KABARBURSA.COM - Dolar dan pasar keuangan global mengalami gejolak setelah pidato Presiden Amerika Serikat Donald Trump di Forum Ekonomi Dunia di Davos, Swiss, Kamis, 23 Januari 2025. Dalam pidatonya, Trump menyerukan penurunan suku bunga global dan memberikan peringatan terkait tarif impor.
Namun, ketidakjelasan mengenai langkah-langkah tarif yang akan diambil, menimbulkan volatilitas yang signifikan pada dolar AS.
Dolar AS, yang telah mengalami tekanan selama seminggu terakhir, kembali melemah pada perdagangan kemarin. Penurunan ini didorong oleh kekecewaan pasar terhadap absennya pengumuman tarif konkret dari Trump setelah pelantikannya.

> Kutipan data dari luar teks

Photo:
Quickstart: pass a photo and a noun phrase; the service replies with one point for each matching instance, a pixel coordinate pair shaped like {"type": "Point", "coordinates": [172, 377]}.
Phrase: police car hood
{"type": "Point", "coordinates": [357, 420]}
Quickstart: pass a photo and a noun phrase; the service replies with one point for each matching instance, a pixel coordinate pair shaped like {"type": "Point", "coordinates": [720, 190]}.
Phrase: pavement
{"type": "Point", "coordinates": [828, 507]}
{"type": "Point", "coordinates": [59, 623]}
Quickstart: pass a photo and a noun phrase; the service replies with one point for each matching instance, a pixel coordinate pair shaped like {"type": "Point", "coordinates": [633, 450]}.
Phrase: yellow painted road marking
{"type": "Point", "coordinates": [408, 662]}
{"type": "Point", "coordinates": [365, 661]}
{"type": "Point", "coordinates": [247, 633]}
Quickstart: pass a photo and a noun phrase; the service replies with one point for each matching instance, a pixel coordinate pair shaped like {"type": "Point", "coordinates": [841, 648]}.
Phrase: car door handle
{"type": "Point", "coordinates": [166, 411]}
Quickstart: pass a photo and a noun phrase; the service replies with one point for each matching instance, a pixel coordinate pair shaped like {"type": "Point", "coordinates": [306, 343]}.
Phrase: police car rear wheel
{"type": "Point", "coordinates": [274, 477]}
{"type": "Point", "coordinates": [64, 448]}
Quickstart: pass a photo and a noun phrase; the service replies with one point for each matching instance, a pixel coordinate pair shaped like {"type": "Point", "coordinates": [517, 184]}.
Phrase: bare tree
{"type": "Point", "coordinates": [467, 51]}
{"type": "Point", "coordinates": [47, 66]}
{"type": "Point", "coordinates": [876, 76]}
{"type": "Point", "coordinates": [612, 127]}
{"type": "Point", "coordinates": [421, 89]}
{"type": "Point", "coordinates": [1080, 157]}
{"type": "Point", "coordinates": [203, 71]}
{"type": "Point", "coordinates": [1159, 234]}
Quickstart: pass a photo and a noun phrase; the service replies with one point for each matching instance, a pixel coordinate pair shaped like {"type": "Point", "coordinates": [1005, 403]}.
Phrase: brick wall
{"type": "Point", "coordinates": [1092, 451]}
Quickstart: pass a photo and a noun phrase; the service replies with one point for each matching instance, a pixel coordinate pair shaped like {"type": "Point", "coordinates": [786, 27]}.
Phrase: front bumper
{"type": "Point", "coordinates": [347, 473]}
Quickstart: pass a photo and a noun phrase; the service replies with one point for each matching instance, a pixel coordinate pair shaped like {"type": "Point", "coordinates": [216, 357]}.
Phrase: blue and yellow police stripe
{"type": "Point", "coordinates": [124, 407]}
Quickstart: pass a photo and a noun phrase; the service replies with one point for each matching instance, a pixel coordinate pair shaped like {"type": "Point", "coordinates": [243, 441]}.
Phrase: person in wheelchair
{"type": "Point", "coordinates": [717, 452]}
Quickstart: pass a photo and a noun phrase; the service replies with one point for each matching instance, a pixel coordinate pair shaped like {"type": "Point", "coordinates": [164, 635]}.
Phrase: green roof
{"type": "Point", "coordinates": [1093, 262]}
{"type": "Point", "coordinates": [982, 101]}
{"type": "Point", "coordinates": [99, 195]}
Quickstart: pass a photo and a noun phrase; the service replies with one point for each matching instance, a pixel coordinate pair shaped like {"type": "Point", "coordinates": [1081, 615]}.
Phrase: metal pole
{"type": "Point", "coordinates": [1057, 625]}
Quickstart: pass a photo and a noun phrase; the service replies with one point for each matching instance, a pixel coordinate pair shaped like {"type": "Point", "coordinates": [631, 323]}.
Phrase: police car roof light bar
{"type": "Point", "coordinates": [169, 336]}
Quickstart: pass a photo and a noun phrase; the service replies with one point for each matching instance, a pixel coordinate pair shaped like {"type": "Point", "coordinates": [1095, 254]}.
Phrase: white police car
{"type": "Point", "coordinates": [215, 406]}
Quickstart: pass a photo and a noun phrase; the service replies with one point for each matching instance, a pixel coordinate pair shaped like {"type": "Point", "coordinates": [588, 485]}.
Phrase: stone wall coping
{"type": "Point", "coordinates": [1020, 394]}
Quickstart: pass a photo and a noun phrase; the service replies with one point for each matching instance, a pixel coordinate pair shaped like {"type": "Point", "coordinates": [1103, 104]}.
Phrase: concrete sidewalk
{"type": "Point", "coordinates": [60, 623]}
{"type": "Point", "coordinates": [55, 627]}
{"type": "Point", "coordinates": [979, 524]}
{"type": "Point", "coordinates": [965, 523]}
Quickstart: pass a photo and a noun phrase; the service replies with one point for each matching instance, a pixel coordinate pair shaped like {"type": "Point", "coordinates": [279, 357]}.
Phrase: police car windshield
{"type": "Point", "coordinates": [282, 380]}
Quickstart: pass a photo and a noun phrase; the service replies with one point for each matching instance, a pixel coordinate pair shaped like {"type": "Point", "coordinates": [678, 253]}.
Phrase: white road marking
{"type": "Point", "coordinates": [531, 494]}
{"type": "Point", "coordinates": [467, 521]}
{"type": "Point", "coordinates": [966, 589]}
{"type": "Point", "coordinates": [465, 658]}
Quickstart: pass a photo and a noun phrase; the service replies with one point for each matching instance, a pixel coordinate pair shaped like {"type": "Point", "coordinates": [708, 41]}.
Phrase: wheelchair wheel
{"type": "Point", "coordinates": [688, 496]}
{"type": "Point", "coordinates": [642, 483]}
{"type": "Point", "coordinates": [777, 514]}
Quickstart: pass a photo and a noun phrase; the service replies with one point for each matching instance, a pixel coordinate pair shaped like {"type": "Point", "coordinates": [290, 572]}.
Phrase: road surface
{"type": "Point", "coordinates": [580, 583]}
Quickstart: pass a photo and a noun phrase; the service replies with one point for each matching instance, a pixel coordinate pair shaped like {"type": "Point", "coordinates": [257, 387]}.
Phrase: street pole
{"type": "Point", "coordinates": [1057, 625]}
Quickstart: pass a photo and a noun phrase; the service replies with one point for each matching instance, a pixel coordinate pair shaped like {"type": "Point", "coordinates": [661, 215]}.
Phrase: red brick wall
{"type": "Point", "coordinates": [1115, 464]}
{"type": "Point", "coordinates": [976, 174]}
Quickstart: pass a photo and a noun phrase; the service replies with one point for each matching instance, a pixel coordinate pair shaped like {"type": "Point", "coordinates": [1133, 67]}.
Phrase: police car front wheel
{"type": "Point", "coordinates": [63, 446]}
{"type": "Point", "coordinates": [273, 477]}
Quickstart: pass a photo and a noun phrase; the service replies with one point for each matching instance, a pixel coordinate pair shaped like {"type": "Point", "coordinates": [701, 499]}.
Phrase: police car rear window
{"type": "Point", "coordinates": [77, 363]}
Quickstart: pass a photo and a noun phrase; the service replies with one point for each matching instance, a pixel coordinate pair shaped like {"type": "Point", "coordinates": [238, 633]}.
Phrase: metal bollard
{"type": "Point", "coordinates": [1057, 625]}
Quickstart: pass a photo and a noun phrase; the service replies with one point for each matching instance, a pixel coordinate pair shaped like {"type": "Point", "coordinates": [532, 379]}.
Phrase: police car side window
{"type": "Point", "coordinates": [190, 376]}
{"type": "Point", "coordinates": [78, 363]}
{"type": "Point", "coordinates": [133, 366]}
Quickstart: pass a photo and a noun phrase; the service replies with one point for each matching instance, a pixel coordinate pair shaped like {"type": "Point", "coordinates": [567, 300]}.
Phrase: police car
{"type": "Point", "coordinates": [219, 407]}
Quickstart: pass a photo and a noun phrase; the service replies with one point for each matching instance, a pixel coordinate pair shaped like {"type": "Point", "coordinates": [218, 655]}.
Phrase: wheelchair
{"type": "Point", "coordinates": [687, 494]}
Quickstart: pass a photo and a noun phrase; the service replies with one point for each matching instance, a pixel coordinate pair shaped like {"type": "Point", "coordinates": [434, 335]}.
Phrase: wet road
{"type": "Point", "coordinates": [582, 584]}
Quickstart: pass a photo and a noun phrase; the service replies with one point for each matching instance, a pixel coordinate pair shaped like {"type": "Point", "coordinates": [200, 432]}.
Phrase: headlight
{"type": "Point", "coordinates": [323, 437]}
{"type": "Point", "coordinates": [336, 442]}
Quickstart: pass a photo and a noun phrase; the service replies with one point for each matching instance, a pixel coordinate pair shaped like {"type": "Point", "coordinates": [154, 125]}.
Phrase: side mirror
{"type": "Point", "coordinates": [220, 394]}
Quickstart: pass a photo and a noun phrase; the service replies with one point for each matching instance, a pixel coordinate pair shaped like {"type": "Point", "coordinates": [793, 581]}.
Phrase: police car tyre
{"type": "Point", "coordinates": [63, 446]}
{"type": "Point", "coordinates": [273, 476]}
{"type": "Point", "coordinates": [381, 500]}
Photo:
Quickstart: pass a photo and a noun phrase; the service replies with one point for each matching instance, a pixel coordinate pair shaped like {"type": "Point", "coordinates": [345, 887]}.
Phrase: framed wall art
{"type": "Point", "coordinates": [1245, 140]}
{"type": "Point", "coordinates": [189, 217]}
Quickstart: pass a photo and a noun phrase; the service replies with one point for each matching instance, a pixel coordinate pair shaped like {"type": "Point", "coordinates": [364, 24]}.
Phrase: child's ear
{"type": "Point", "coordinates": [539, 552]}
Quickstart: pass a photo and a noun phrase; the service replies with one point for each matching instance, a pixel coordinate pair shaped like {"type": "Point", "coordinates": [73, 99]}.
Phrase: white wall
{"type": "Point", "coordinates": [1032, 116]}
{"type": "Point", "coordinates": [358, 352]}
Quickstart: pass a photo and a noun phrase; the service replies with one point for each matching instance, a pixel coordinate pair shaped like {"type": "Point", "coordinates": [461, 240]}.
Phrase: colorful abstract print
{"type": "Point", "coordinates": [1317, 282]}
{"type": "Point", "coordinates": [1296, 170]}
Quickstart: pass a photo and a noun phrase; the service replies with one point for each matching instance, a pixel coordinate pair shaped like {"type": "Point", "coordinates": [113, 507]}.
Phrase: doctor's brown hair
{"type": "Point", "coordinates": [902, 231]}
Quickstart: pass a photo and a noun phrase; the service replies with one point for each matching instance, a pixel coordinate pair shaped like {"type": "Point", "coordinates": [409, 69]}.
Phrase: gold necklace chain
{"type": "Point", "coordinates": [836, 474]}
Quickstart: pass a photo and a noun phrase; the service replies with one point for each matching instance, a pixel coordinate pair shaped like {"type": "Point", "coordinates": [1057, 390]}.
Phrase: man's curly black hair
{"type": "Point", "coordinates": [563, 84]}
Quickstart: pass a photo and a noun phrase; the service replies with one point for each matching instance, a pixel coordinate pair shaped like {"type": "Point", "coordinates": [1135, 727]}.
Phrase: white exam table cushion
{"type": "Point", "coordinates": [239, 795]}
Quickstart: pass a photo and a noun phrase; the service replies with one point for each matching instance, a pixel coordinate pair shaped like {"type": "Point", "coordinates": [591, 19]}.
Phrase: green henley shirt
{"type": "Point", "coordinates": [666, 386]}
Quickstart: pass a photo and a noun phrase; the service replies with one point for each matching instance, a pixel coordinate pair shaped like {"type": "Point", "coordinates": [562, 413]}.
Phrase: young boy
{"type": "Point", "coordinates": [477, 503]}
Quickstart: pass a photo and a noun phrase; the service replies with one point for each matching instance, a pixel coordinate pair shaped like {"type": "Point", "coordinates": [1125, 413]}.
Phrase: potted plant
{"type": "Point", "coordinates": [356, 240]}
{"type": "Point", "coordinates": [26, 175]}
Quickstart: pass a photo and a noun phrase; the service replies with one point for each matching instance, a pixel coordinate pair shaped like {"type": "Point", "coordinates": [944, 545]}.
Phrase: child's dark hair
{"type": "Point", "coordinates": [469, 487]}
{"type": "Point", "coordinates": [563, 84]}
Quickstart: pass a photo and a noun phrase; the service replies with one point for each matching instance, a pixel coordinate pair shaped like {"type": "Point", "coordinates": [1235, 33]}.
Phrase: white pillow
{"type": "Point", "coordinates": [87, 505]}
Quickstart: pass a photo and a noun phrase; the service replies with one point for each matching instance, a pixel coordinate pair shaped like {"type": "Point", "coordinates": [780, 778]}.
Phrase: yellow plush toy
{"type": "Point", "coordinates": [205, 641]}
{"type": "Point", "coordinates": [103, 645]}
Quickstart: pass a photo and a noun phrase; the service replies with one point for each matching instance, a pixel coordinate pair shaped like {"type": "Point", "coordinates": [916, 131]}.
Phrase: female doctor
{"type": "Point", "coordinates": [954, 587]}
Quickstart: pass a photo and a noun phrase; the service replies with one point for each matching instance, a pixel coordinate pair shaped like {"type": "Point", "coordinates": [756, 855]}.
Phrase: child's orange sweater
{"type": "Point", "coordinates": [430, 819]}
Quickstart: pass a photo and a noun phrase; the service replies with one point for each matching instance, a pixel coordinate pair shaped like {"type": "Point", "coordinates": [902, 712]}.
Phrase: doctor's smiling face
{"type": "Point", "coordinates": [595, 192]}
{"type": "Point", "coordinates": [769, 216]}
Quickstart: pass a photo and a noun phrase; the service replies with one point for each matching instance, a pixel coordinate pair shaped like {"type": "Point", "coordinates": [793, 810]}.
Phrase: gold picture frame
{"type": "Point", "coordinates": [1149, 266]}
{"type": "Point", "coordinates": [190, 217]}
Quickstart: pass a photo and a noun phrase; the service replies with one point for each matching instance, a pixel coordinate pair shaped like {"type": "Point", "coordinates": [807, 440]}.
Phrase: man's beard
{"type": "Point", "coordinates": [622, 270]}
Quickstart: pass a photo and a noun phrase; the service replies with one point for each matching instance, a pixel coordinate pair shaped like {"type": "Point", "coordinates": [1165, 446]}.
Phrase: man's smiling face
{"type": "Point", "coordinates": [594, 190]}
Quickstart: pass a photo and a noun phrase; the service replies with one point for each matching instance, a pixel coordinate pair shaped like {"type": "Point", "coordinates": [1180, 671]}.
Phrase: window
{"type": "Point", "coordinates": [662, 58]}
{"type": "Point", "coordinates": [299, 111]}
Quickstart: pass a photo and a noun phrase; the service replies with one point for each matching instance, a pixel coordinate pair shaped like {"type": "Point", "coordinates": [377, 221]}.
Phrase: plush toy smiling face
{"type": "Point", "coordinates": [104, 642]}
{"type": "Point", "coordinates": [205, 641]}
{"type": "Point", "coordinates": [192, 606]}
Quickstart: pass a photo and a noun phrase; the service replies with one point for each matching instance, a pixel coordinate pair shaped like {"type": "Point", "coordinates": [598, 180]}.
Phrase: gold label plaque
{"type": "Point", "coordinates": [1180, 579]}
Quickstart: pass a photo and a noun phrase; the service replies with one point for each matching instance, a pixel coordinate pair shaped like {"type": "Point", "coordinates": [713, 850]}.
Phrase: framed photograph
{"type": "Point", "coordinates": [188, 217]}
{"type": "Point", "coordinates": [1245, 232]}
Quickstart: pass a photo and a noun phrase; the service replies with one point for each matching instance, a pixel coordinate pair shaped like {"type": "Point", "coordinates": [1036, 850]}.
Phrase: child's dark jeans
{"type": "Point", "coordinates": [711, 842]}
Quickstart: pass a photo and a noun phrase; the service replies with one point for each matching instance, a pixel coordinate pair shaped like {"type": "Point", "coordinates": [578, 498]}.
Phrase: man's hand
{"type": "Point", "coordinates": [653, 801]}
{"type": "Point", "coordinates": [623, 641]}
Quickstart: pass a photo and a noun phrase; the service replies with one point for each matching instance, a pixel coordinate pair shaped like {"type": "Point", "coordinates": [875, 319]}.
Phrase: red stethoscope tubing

Dolar turun lebih dari 1 persen selama sepekan, sebagian besar akibat penurunan tajam pada hari Senin, 20 Januari 2025.Meski demikian, greenback sempat mengalami pergerakan fluktuatif sepanjang Kamis kemarin. Hal ini mencerminkan kekhawatiran pasar terhadap kemungkinan pemangkasan suku bunga lebih lanjut.
Komentar Trump yang menuntut dunia menurunkan suku bunga, menjadi perhatian utama para pelaku pasar. Meski kerap menyinggung tarif dalam pidatonya, Trump enggan memberikan rincian, sehingga menciptakan ketidakpastian di pasar valuta asing.
Para analis menyebut ketidakpastian ini sebagai pemicu volatilitas, terutama di tengah ekspektasi pelonggaran kebijakan moneter oleh beberapa bank sentral utama.
Bank Sentral Eropa (ECB) diperkirakan akan memangkas suku bunga dalam pertemuan pekan depan, dengan probabilitas mencapai 96 persen. Begitu pula dengan Federal Reserve dan Bank of Japan yang dijadwalkan untuk mengumumkan kebijakan mereka dalam waktu dekat.
Fokus utama pasar adalah arah kebijakan suku bunga global, yang dipandang sebagai indikator utama kondisi ekonomi dan nilai mata uang di pasar internasional.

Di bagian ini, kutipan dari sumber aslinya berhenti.